Is your practice filing appeal after appeal with no resolution? Has something gone awry with your payer network status? Let TMA Reimbursement Specialists help you navigate the various coding and billing requirements, and seek resolution directly from payers to address your concerns when necessary.
Submit an online Request for Information for your practice.
TMA helps you resolve your insurance related problems. TMA meets regularly with Medicare, Medicaid, health care payment plans, and large insurers to discuss specific problems that you bring to our attention.
The Texas Medical Association accepts Hassle Factor Logs from current TMA members only. TMA's Hassle Factor Log is currently available only to download and submit manually.
- Download the Hassle Factor Log in PDF format.
- All physicians must have a current Business Associate Agreement (BAA) on file with TMA. A copy of the BAA can be found here.
If you have any questions, please contact the Payment Advocacy Department at (800) 880-1300 ext. 1414.
Hassle Factor Log Program User Guide
Please observe the following Hassle Factor Log (HFL) guidelines to help us expedite processing while maintaining the integrity and credibility of the HFL program.
The Texas Medical Association accepts HFLs from current TMA members only.
- Submit HFLs by fax to (512) 370-1632; or by secure file-drop at https://files.texmed.org/filedrop/RRR.
- Exhaust and document reasonable attempts to resolve your claim issues, including the appeals process, before submitting an HFL (unless you are submitting an HFL as “informational only”).
- Clearly identify health plans and/or contractual relationships on the HFL form.
- Keep in mind that Medicare’s Correct Coding Initiative (CCI) determines bundling standards.
- Do not report slow-pay issues until 45 to 60 days after you have submitted the claim and you have received confirmation that the claim is being processed.
- TMA copies the physician on any letter we send a health plan regarding his or her HFL.
- TMA generally processes HFLs within two to four weeks of receipt.

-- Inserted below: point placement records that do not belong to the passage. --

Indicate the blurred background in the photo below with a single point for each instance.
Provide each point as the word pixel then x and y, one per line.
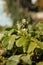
pixel 13 10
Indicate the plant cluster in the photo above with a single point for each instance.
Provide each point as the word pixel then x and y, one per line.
pixel 22 44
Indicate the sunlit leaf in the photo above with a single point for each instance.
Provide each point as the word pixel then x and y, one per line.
pixel 31 47
pixel 21 41
pixel 27 59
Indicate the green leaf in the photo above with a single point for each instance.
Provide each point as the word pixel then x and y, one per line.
pixel 40 63
pixel 13 60
pixel 21 41
pixel 11 42
pixel 5 42
pixel 10 32
pixel 31 47
pixel 40 44
pixel 26 59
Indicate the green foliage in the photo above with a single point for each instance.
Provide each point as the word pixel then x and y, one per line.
pixel 20 43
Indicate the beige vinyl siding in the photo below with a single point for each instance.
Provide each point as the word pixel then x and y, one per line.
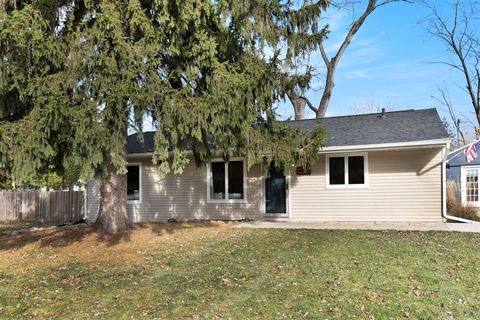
pixel 403 186
pixel 184 196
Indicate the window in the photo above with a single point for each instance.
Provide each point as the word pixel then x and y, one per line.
pixel 133 183
pixel 226 181
pixel 470 185
pixel 348 170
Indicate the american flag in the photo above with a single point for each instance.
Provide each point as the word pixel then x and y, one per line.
pixel 471 151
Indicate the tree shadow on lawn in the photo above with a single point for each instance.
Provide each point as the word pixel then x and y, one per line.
pixel 68 235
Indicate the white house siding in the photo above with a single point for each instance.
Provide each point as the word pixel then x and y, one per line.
pixel 403 186
pixel 183 196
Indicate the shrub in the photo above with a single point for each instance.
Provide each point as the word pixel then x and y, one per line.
pixel 455 208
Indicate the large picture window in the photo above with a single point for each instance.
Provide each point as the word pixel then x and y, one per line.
pixel 134 183
pixel 347 170
pixel 226 181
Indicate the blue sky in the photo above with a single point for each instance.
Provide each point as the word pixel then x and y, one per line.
pixel 391 63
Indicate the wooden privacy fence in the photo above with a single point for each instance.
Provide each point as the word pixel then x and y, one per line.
pixel 42 207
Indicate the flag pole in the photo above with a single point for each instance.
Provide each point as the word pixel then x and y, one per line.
pixel 464 147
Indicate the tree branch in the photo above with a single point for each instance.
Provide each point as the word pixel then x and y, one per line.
pixel 309 104
pixel 324 55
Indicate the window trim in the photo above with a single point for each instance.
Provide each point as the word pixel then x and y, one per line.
pixel 345 158
pixel 140 191
pixel 209 179
pixel 463 184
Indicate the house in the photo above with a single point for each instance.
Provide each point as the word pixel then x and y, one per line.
pixel 385 166
pixel 464 177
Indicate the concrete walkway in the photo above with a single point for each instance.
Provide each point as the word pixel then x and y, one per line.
pixel 346 225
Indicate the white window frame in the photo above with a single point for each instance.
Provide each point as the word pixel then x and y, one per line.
pixel 140 187
pixel 209 181
pixel 463 185
pixel 346 185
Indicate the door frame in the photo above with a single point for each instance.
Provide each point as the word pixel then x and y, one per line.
pixel 463 185
pixel 286 215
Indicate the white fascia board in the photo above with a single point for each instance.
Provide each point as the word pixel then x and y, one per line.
pixel 388 146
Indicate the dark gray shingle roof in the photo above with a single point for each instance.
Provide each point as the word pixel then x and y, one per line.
pixel 396 126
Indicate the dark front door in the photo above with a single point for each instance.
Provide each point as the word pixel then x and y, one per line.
pixel 275 192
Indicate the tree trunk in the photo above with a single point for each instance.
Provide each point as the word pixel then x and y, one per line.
pixel 299 106
pixel 112 215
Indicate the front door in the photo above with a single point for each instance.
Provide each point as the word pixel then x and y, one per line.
pixel 276 188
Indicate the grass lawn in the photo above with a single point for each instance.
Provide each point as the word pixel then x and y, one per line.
pixel 215 271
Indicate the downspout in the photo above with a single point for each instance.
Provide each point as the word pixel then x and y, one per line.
pixel 444 190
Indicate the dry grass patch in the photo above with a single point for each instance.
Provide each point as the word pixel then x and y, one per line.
pixel 81 244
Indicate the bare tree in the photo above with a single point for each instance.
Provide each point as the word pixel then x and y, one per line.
pixel 459 31
pixel 331 63
pixel 446 102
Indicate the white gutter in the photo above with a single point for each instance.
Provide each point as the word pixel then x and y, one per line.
pixel 386 146
pixel 444 190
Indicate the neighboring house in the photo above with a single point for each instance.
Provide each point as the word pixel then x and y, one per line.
pixel 374 167
pixel 464 176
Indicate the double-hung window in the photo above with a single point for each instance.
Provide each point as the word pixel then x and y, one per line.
pixel 470 179
pixel 349 170
pixel 134 181
pixel 226 181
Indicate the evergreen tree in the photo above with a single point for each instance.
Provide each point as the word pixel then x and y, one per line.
pixel 76 75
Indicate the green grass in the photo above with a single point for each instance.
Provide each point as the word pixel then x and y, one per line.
pixel 219 273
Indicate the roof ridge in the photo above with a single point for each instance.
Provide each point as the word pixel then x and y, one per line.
pixel 363 114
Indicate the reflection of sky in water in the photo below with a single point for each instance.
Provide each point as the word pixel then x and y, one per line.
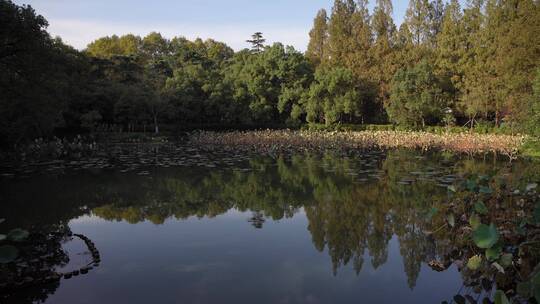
pixel 226 260
pixel 350 205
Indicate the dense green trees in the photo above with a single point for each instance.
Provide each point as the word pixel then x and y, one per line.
pixel 417 96
pixel 476 64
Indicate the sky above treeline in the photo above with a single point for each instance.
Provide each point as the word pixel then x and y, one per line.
pixel 79 22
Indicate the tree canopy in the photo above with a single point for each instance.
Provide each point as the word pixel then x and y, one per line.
pixel 477 64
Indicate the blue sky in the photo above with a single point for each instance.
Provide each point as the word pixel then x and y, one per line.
pixel 79 22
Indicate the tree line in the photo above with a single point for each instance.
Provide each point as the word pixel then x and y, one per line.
pixel 444 65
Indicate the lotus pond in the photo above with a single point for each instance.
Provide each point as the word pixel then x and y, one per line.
pixel 178 224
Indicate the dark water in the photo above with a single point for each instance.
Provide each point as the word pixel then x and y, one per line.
pixel 253 229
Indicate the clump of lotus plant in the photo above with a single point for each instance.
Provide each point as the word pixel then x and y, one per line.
pixel 270 141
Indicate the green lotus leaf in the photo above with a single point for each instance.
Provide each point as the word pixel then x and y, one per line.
pixel 474 262
pixel 474 221
pixel 485 236
pixel 500 297
pixel 481 208
pixel 494 252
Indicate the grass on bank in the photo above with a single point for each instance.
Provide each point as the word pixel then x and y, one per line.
pixel 269 141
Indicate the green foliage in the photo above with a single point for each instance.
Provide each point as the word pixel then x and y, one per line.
pixel 335 97
pixel 417 97
pixel 476 66
pixel 474 262
pixel 485 236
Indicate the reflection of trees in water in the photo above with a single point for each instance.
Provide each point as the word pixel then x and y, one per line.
pixel 351 217
pixel 351 220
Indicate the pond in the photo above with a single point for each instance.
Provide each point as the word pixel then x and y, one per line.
pixel 192 226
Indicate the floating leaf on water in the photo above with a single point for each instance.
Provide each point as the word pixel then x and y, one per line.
pixel 474 221
pixel 8 254
pixel 500 297
pixel 17 235
pixel 474 262
pixel 536 214
pixel 470 299
pixel 531 186
pixel 494 252
pixel 485 236
pixel 451 220
pixel 459 299
pixel 481 208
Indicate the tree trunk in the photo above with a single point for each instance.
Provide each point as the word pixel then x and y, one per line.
pixel 156 127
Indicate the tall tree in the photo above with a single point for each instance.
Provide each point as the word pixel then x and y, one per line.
pixel 318 38
pixel 451 44
pixel 384 61
pixel 417 19
pixel 340 31
pixel 257 42
pixel 417 96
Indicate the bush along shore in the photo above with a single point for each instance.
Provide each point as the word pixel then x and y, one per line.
pixel 33 258
pixel 495 230
pixel 271 141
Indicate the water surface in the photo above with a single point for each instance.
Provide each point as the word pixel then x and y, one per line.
pixel 207 228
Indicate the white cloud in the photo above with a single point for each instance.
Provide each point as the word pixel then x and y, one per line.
pixel 79 33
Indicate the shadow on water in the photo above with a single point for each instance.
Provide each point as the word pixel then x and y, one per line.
pixel 354 205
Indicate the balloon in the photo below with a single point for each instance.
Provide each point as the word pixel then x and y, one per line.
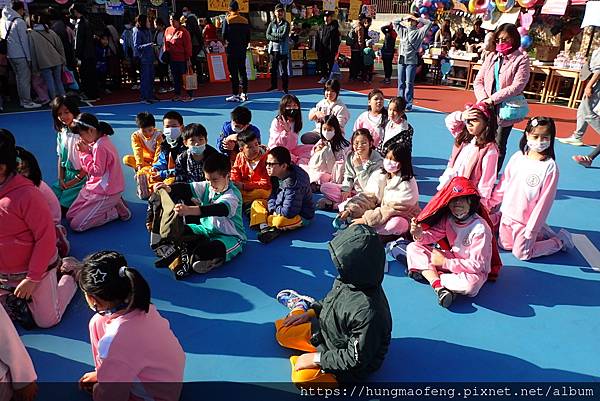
pixel 526 41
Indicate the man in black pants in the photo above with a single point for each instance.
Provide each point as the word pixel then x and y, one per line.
pixel 328 42
pixel 236 32
pixel 85 53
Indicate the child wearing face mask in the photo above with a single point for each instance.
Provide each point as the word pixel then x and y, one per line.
pixel 526 192
pixel 227 142
pixel 475 153
pixel 285 127
pixel 468 254
pixel 170 148
pixel 99 201
pixel 327 156
pixel 189 166
pixel 397 129
pixel 375 118
pixel 331 104
pixel 390 198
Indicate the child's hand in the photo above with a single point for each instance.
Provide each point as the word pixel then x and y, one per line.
pixel 87 381
pixel 415 229
pixel 437 258
pixel 294 320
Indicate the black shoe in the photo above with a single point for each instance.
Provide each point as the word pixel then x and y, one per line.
pixel 268 234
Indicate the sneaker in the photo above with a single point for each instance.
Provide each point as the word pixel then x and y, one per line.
pixel 294 301
pixel 268 234
pixel 445 297
pixel 204 266
pixel 123 210
pixel 572 140
pixel 31 105
pixel 566 238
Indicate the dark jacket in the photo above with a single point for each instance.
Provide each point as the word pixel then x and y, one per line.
pixel 236 31
pixel 328 39
pixel 292 196
pixel 355 321
pixel 84 40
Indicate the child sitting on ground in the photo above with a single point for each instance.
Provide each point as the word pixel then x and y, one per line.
pixel 290 205
pixel 134 350
pixel 454 217
pixel 355 322
pixel 249 171
pixel 227 142
pixel 189 166
pixel 217 234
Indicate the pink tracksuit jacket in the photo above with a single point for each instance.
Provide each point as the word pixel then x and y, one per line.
pixel 140 351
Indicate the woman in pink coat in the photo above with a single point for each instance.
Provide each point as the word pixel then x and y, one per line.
pixel 514 70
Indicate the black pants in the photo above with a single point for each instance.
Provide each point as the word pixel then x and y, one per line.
pixel 89 80
pixel 326 64
pixel 387 65
pixel 501 139
pixel 278 59
pixel 237 68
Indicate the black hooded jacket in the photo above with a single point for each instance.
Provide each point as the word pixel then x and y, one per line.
pixel 355 321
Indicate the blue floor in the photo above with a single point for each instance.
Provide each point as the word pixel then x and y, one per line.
pixel 539 322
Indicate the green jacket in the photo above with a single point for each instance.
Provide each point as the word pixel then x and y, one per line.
pixel 355 322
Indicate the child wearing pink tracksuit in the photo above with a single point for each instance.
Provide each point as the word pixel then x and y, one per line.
pixel 285 127
pixel 475 153
pixel 526 192
pixel 99 201
pixel 136 355
pixel 375 118
pixel 17 374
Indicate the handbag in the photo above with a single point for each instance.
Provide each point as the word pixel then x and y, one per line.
pixel 514 108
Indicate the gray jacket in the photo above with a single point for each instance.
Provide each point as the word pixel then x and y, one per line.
pixel 410 40
pixel 17 41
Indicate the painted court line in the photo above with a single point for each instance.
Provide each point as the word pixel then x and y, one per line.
pixel 587 249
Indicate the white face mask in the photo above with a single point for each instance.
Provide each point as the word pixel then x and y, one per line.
pixel 328 135
pixel 538 146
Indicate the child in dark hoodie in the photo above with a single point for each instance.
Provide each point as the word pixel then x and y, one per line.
pixel 355 322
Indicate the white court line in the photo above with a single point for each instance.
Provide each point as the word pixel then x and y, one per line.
pixel 587 249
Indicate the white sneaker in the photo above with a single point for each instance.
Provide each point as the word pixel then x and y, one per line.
pixel 572 140
pixel 566 238
pixel 31 105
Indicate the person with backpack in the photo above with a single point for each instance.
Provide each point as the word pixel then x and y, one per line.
pixel 16 47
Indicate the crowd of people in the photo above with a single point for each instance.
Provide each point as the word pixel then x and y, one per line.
pixel 199 196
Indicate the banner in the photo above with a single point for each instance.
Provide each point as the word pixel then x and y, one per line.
pixel 223 5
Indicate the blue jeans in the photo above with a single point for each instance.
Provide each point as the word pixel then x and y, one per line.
pixel 53 79
pixel 147 81
pixel 406 82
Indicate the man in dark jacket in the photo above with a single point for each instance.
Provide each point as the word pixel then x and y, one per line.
pixel 236 32
pixel 290 205
pixel 85 53
pixel 355 322
pixel 328 42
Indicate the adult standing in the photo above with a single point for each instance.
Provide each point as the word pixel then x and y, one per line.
pixel 236 33
pixel 411 38
pixel 144 51
pixel 327 45
pixel 85 53
pixel 178 46
pixel 14 30
pixel 278 34
pixel 513 72
pixel 47 55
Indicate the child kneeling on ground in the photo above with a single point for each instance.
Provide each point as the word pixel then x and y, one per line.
pixel 290 205
pixel 355 322
pixel 201 237
pixel 469 256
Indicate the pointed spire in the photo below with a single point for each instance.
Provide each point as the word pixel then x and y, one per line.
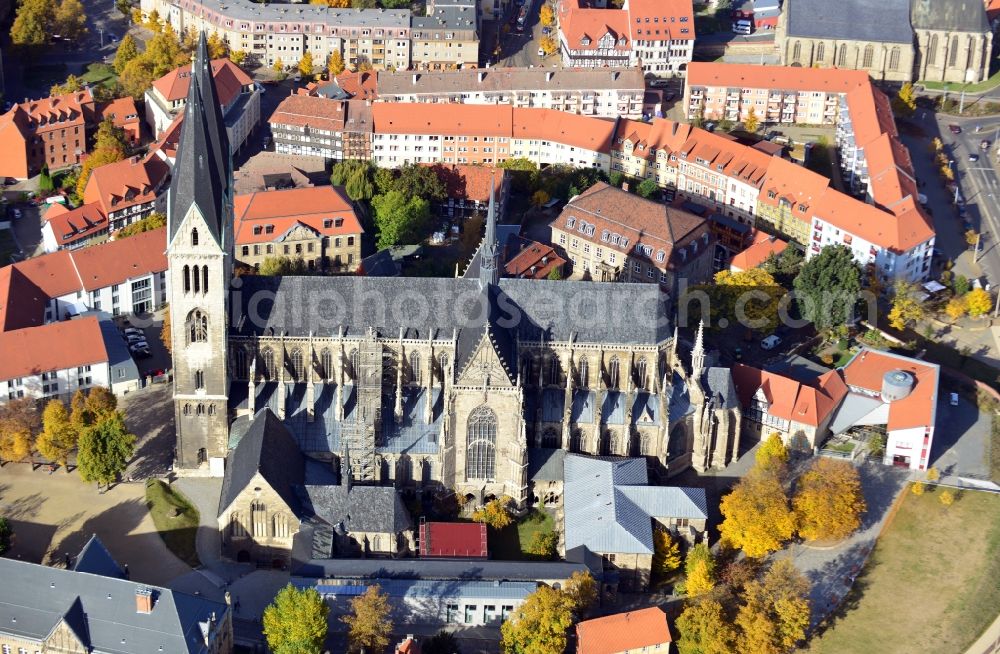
pixel 489 272
pixel 698 352
pixel 203 170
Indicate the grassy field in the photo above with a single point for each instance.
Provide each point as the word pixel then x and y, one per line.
pixel 931 581
pixel 176 520
pixel 511 543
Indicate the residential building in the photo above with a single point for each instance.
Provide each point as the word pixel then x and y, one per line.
pixel 644 631
pixel 273 32
pixel 310 125
pixel 611 235
pixel 93 608
pixel 585 91
pixel 50 132
pixel 464 540
pixel 447 37
pixel 610 511
pixel 238 99
pixel 656 34
pixel 315 224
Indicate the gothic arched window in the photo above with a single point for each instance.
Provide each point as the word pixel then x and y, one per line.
pixel 481 439
pixel 197 327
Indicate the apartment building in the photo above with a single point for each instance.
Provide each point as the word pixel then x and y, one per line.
pixel 49 132
pixel 586 91
pixel 656 34
pixel 239 100
pixel 486 134
pixel 279 31
pixel 316 224
pixel 611 235
pixel 447 37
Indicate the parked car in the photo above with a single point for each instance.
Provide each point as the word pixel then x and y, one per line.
pixel 770 342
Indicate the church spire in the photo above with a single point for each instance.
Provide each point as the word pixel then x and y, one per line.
pixel 202 174
pixel 489 272
pixel 698 352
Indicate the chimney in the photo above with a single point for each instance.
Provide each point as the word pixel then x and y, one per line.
pixel 143 600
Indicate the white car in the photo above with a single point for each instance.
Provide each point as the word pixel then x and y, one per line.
pixel 770 342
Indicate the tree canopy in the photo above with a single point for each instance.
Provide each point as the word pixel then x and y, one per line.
pixel 369 624
pixel 295 622
pixel 828 287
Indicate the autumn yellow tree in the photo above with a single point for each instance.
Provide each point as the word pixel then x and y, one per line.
pixel 756 515
pixel 828 500
pixel 775 611
pixel 978 302
pixel 772 453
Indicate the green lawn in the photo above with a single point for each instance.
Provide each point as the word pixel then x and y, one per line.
pixel 176 520
pixel 512 542
pixel 930 584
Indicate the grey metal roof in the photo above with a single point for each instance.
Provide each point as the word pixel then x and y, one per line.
pixel 881 21
pixel 595 312
pixel 269 448
pixel 609 508
pixel 950 15
pixel 508 79
pixel 442 569
pixel 96 559
pixel 100 610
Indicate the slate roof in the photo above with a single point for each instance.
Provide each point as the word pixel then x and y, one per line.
pixel 96 559
pixel 950 15
pixel 609 508
pixel 530 309
pixel 882 21
pixel 100 610
pixel 269 448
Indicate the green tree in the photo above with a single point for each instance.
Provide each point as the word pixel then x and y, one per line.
pixel 666 554
pixel 756 515
pixel 104 449
pixel 828 286
pixel 539 625
pixel 59 436
pixel 420 181
pixel 153 221
pixel 705 629
pixel 295 622
pixel 496 513
pixel 305 65
pixel 6 535
pixel 399 220
pixel 775 611
pixel 369 625
pixel 69 20
pixel 335 63
pixel 647 188
pixel 127 51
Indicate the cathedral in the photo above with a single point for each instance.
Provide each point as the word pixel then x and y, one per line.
pixel 426 383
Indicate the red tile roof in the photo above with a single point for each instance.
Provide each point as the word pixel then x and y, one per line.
pixel 229 81
pixel 56 346
pixel 632 630
pixel 453 540
pixel 284 209
pixel 764 245
pixel 72 225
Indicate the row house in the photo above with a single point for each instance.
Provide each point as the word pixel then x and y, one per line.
pixel 657 35
pixel 611 235
pixel 586 91
pixel 239 100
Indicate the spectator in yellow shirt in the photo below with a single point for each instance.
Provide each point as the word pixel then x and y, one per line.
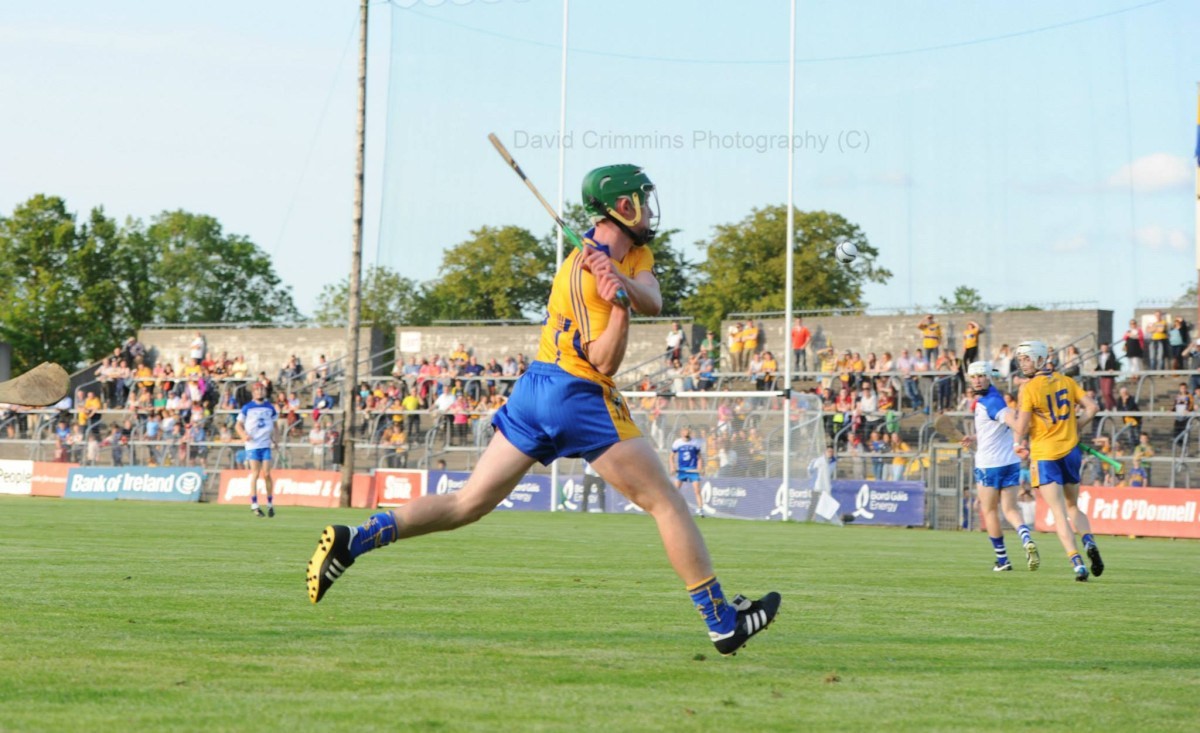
pixel 931 337
pixel 735 341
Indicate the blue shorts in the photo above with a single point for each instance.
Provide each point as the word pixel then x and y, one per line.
pixel 552 414
pixel 1061 470
pixel 258 454
pixel 1000 478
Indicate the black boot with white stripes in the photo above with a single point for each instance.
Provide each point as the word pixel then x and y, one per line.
pixel 330 560
pixel 753 618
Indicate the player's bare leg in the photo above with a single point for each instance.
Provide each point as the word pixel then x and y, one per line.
pixel 1013 514
pixel 269 484
pixel 989 500
pixel 1084 527
pixel 256 472
pixel 1055 498
pixel 498 470
pixel 634 469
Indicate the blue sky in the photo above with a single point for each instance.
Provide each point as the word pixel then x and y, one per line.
pixel 1036 151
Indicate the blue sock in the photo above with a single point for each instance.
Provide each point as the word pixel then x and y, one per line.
pixel 711 602
pixel 997 544
pixel 378 530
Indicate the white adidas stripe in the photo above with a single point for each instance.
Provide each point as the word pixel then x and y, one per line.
pixel 335 570
pixel 755 622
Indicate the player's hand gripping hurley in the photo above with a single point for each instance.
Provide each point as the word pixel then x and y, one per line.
pixel 575 239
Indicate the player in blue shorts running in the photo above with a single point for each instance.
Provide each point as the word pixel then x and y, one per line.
pixel 997 468
pixel 687 456
pixel 256 426
pixel 567 406
pixel 1048 406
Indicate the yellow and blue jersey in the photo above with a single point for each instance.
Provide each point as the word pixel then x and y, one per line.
pixel 971 337
pixel 576 313
pixel 1051 398
pixel 931 335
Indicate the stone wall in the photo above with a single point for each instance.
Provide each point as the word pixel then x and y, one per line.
pixel 647 341
pixel 267 349
pixel 879 334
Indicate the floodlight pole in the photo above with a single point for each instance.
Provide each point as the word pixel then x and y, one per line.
pixel 354 306
pixel 787 268
pixel 555 494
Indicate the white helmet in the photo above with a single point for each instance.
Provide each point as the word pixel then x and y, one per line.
pixel 1036 350
pixel 982 368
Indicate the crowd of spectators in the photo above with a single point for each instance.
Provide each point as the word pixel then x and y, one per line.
pixel 174 410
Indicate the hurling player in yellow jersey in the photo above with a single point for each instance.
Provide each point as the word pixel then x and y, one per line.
pixel 567 406
pixel 1047 414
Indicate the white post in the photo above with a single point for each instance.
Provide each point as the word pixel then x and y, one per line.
pixel 1198 209
pixel 562 167
pixel 789 258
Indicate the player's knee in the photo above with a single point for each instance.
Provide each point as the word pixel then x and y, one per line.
pixel 468 511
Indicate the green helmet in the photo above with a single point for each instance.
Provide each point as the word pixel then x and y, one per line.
pixel 605 185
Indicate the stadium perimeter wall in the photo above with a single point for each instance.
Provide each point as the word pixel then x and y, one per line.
pixel 879 334
pixel 265 348
pixel 268 349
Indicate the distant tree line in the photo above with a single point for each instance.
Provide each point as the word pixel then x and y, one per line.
pixel 73 289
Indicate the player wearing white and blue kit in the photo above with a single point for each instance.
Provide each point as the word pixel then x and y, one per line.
pixel 687 454
pixel 256 426
pixel 568 406
pixel 997 468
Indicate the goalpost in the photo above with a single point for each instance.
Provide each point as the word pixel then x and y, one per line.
pixel 762 457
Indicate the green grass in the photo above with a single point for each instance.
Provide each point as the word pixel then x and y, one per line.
pixel 149 617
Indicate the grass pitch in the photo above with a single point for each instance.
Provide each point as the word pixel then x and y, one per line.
pixel 154 617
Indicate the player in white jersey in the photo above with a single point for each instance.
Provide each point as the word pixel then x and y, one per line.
pixel 997 467
pixel 256 426
pixel 687 454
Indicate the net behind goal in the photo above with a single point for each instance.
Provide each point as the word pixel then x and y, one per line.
pixel 749 443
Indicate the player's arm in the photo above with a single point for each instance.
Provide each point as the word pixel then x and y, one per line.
pixel 607 350
pixel 1024 418
pixel 1090 409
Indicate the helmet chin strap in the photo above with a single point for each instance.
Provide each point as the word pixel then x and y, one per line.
pixel 623 223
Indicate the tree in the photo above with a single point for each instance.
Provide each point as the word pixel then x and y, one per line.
pixel 388 300
pixel 202 275
pixel 501 274
pixel 744 269
pixel 965 300
pixel 40 310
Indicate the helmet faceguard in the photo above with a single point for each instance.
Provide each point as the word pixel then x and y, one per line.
pixel 1037 352
pixel 982 368
pixel 604 187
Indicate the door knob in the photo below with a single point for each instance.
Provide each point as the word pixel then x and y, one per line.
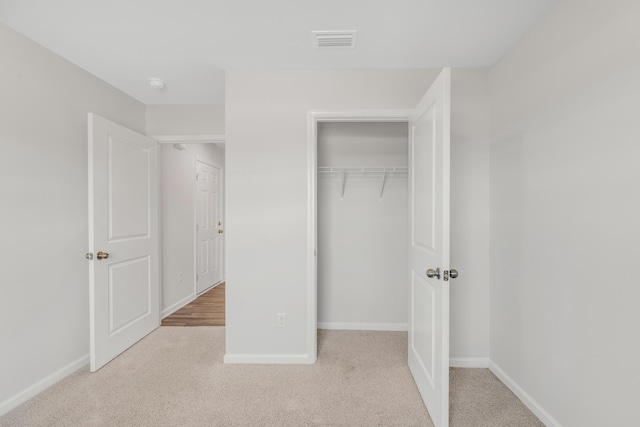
pixel 434 273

TMA cannot guarantee a response from the health plan.
Attachments should contain only the protected health information (PHI) that is relevant to the patient(s) for which a physician is submitting an HFL. Physicians should delete all other patient information from the attachments. TMA will return to the practice any HFLs that have non- pertinent PHI.
Examples of frequently needed attachments are:
- CMS-1500 claim forms
- Remittance notices (e.g., EOBs, RAs, R&S reports) with definitions of comment indicators and/or denial messages
- Copies of relevant prior correspondence to and from the health plan, including appeal letters and/or denial letters
- Reports for proof of timely filing (e.g., batch acceptance reports from the payer or clearinghouse showing the payer accepted the claims)
- Operative notes/Medical records
- Patient insurance identification cards
- Preauthorization/Referral forms
Informational Only HFLs
TMA adds the following types of HFLs to its database as “informational only”:
- The HFL was submitted to TMA expressly for “informational only” purposes.
- The claim currently is being appealed with the health plan for the first time.
- The claim is for services older than 12 months.
- The physician office failed to follow up timely on the claim.
- The information submitted is a copy of a complaint filed with the Texas Department of Insurance.
- The hassle is not clear, legible, or understandable.
- The HFL contains unclear issues and /or conflicting information.
- Physician billing errors are construed as payer hassles.
- The HFL lacks appropriate attachments.